The name Martha is a Latin transliteration of the Koine Greek Μάρθα, itself a translation of the Aramaic מַרְתָּא Martâ, meaning “the mistress” or “the lady”, from מרה “mistress”, feminine of מר “master”. The Aramaic form occurs in a Nabatean inscription found at Puteoli, and now in the Naples Museum. It is dated AD 5 (Corpus Inscr. Semit., 158); also in a Palmyrene inscription, where the Greek translation has the form Marthein.

In the Gospel of Luke, Jesus visits the home of two sisters named Mary and Martha. The two sisters are contrasted. Martha was “worried about many things” while Jesus was their guest at the same time, Mary had chosen “the better part”, that of listening to the master’s discourse. The name of their village is not recorded.

As Jesus and his disciples were on their way, he came to a village where a woman named Martha opened her home to him. She had a sister called Mary, who sat at the Lord’s feet listening to what he said. But Martha was distracted by all the preparations that had to be made. She came to him and asked, “Lord, don’t you care that my sister has left me to do the work by myself? Tell her to help me!”
“Martha, Martha,” the Lord answered, “you are worried and upset about many things, but only one thing is needed. Mary has chosen what is better, and it will not be taken away from her.”

In the Gospel of John, Martha and Mary appear in connection with two incidents, the raising from the dead of their brother Lazarus in John 11 and the anointing of Jesus in Bethany John 12:3. In the account of the raising of Lazarus, Jesus meets with the sisters in turn. Martha followed by Mary. Martha goes immediately to meet Jesus as he arrives, while Mary waits until she is called.
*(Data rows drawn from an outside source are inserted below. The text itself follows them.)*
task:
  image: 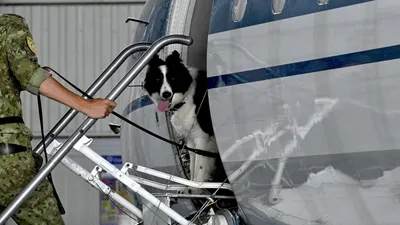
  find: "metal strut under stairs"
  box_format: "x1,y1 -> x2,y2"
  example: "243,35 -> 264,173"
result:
0,34 -> 200,225
44,134 -> 235,225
As one commentator notes, “Martha, the more aggressive sister, went to meet Jesus, while quiet and contemplative Mary stayed home. This portrayal of the sisters agrees with that found in Luke 10:38–42.” In speaking with Jesus, both sisters lament that he did not arrive in time to prevent their brother’s death. “Lord, if you had been here, my brother would not have died”. But where Jesus’ response to Mary is more emotional and his response to Martha is one of teaching, calling her to hope and faith.

Jesus said to her, “Your brother will rise again.” Martha answered, “I know he will rise again in the resurrection at the last day.” Jesus said to her, “I am the resurrection and the life. He who believes in me will live, even though he dies; and whoever lives and believes in me will never die. Do you believe this?”

“Yes, Lord”, she told him, “I believe that you are the Christ, the Son of God, who was to come into the world.”

Martha appears again in John 12:1–8, where she serves at a meal held in Jesus’ honor at which her brother is also a guest. The narrator only mentions that the meal takes place in Bethany, while the apparently parallel accounts in the Gospels of Matthew[13] and Mark[14] specify that it takes place at the home of one Simon the Leper. As the Catholic Encyclopedia notes, “We are surely justified in arguing that, since Matthew and Mark place the scene in the house of Simon, St. John must be understood to say the same.

A woman of virtue, a gentle soul of holiness who frets over everything. May St Martha teach us what is needed at what time and when when to lay all our burden at the feet of Jesus.

 

St. Martha, pray for us. Amen. Happy feast day to all Martha.